I wouldn’t say this is complexity but it is in fact flexibility. Because one can always choose not to utilize the new features but only take advantage of the file size reduction. Also, we’re providing SVGs as well for those who want to use Material Symbols as before without changing their integration process.

For v1 of Material Symbols, we chose the axes based on popularity and what worked best in the context of icons. The four axes we chose for Material Symbols were what users were most familiar with and would work best in terms of offering design flexibility.

Why was Material Symbols created, what is the utility?

I was intrigued by variable fonts when I first learned about its capabilities for fonts and thought about carrying over these awesome capabilities over to our icons.

We saw high-value opportunities in evolving our traditional icon format to Material Symbols using the Variable Font technology to improve icons’ design flexibility, user experience, and accessibility benefits. In fact, Google Fonts developed numerous Variable fonts and it is common in typography, but applying the Variable Font concept to icons seemed like a wild idea in the beginning. We spent a lot of time researching and prototyping the new symbols to find the right approach to develop the Material Symbols.

There are 2 big benefits we considered for creating Material Symbols. First, Material Symbols don’t require additional files for more variants and are therefore optimized for size and speed. Second, Material Symbols offer an ability to make adjustments that weren’t possible previously with the traditional icon format.

For designers, it provides subtle yet invaluable adjustments for optimizing the user experience and accessibility benefits; the four axes Material Symbols provide enables a wide range of styles for icon styles that opens up design flexibility greatly.

For developers, Traditional font/symbol storage requires multiple files, and takes up large amounts of storage space and network latency. Variable fonts can put all variations in one file, optimizing for storage space.

For both, when using variable fonts, there’s a benefit of not having to choose just one or a few styles to speed up performance. Variable fonts are able to provide users with all available styles with just one file, which also means that now you can do CSS animation between different styles of icons with one file.

How does it work?

Traditionally icons are designed by hand one by one. If we needed icons with different stroke weights, those would be created manually. Material Symbols are technically a new font and not a simple vector drawing. Since Material Symbols are created in a font development tool, the produced symbols also have the characteristics only seen in fonts and users are able to take advantage of features like the 4 stylistic attributes: Fill, Optical Size, Weight and Grade.

Identifying with icons

Have you ever been surprised by where Material Icons show up, or how people are using them, whether it’s the context, or the meaning ascribed to them?

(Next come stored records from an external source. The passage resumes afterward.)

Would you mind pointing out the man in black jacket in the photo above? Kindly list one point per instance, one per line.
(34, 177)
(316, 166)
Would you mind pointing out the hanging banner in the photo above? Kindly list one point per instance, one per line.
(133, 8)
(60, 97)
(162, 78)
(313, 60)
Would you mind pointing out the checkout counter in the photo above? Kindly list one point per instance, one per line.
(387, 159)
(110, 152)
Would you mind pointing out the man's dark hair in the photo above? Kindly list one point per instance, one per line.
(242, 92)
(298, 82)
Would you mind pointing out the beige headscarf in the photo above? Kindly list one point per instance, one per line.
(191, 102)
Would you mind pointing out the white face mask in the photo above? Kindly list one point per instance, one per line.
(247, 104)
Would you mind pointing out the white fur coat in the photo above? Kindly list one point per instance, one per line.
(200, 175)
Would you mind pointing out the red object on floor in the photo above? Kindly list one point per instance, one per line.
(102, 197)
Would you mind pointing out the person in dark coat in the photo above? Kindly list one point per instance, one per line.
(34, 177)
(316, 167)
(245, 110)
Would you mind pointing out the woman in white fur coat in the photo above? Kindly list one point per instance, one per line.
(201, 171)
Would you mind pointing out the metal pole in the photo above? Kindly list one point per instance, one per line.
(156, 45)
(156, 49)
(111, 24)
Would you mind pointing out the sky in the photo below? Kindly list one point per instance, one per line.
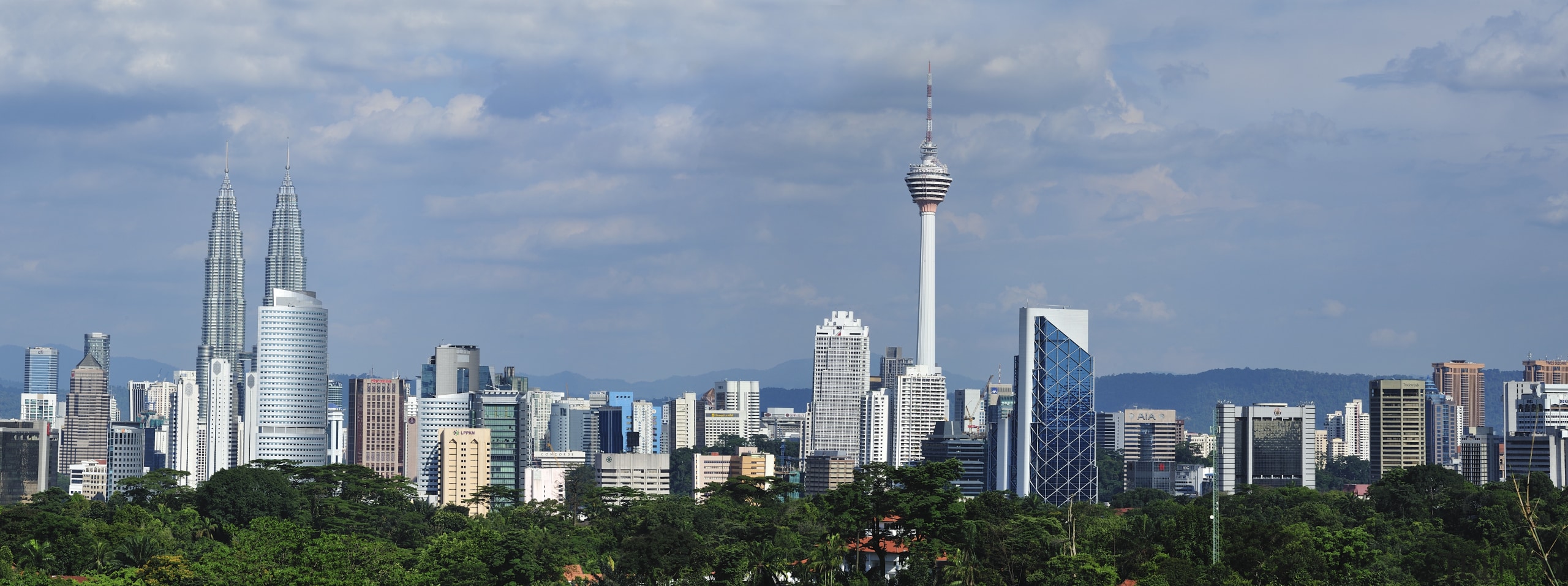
(647, 189)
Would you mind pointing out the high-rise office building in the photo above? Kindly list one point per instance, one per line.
(287, 411)
(87, 415)
(223, 302)
(1354, 428)
(1466, 384)
(949, 442)
(465, 465)
(41, 371)
(841, 375)
(1110, 431)
(1399, 425)
(187, 429)
(96, 344)
(682, 423)
(642, 428)
(40, 406)
(284, 244)
(336, 437)
(505, 415)
(457, 370)
(1001, 437)
(744, 397)
(24, 459)
(222, 440)
(1266, 444)
(375, 425)
(1547, 371)
(1534, 408)
(648, 473)
(825, 470)
(875, 428)
(968, 408)
(568, 420)
(126, 453)
(1445, 429)
(538, 404)
(1054, 382)
(1480, 456)
(436, 414)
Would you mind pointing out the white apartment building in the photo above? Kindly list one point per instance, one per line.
(40, 406)
(919, 403)
(841, 375)
(874, 426)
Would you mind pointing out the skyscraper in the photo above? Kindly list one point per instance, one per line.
(1054, 384)
(96, 344)
(1266, 444)
(375, 425)
(284, 242)
(41, 371)
(1466, 384)
(841, 375)
(223, 303)
(87, 415)
(919, 400)
(289, 408)
(1399, 425)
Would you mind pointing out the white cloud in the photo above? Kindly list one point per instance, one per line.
(1392, 338)
(391, 118)
(1139, 307)
(1017, 297)
(967, 224)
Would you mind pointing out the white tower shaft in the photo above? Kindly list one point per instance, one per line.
(925, 327)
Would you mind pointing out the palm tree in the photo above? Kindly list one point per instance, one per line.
(137, 550)
(38, 555)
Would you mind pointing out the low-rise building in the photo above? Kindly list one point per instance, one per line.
(648, 473)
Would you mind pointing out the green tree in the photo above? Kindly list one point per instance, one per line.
(244, 494)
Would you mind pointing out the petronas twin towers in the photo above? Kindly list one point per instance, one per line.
(223, 310)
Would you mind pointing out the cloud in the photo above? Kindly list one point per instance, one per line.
(1017, 297)
(1390, 338)
(967, 224)
(1332, 308)
(1177, 74)
(1142, 308)
(391, 118)
(1513, 52)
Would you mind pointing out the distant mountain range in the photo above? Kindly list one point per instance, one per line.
(789, 386)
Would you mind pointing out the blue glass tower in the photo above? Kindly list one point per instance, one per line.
(1054, 386)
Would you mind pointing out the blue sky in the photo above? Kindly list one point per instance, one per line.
(668, 188)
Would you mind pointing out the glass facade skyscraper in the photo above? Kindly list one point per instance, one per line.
(41, 371)
(1054, 386)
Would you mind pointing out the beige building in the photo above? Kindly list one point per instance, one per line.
(718, 469)
(1466, 386)
(1548, 371)
(567, 459)
(545, 484)
(827, 472)
(648, 473)
(1398, 412)
(375, 425)
(465, 465)
(85, 436)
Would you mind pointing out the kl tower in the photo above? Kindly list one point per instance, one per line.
(921, 394)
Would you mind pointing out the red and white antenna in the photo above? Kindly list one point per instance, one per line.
(927, 102)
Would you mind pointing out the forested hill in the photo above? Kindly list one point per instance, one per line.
(1194, 395)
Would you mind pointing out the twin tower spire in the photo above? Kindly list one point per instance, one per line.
(223, 307)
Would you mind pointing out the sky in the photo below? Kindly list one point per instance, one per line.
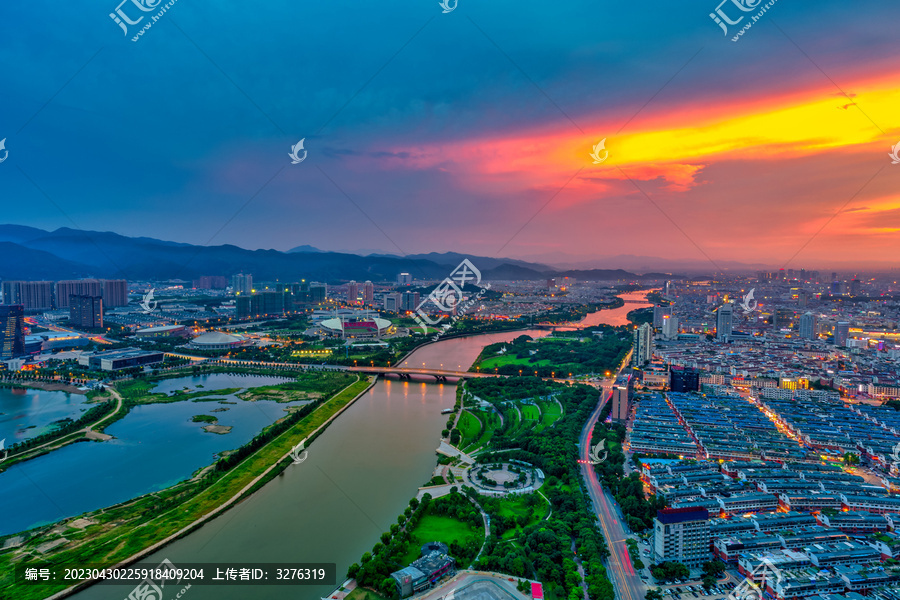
(468, 131)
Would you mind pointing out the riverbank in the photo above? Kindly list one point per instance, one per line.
(125, 533)
(47, 386)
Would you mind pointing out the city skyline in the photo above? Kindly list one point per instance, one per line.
(469, 131)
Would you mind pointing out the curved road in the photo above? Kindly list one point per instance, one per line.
(625, 580)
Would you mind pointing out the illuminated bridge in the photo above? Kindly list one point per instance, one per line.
(406, 372)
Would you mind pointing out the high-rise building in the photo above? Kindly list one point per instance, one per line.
(242, 284)
(261, 304)
(77, 287)
(841, 333)
(393, 301)
(86, 311)
(659, 312)
(642, 345)
(210, 282)
(318, 292)
(410, 301)
(808, 326)
(670, 327)
(12, 342)
(352, 292)
(783, 318)
(33, 295)
(684, 380)
(724, 321)
(623, 390)
(681, 535)
(114, 292)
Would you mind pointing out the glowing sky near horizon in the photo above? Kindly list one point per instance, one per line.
(466, 132)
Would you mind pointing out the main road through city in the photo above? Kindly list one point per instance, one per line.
(626, 581)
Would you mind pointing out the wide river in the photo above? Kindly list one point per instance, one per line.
(359, 475)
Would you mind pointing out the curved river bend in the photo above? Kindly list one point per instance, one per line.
(360, 474)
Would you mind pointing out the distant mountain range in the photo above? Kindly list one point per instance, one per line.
(31, 253)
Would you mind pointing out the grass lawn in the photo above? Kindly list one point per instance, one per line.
(440, 528)
(506, 359)
(491, 422)
(530, 412)
(469, 427)
(551, 413)
(515, 506)
(512, 421)
(129, 527)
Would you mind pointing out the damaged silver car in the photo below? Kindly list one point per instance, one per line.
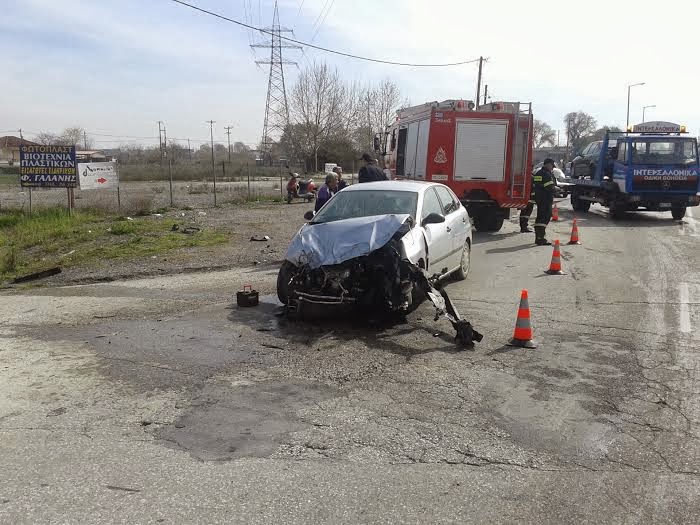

The material icons are everywhere in the digital and physical world! Our icons are open source icons and it’s truly amazing to see them on physical digital screens and randomly see them while browsing the web. If you ever visit and walk around NYC, you would see our Material icons on LinkNYC machine, which is a public digital billboard on the streets. On the other hand, we partnered up with MoMa design studio to use Material icons as the museum’s physical navigational signages, which was an incredible sight to see.

Where do you see yourself reflected in the work? Your perspective, personality, experience, etc?

My personality is actually the opposite of what I do for icons. I’m clumsy, would spill coffee everywhere and don’t stick to schedules. I think my icon creation speaks to my inner Hyde where I need to stick to a strict system, be pixel perfect and work for every context imaginable. As funny as it sounds, I believe icons are sort of an outlet for me to be more balanced in my life.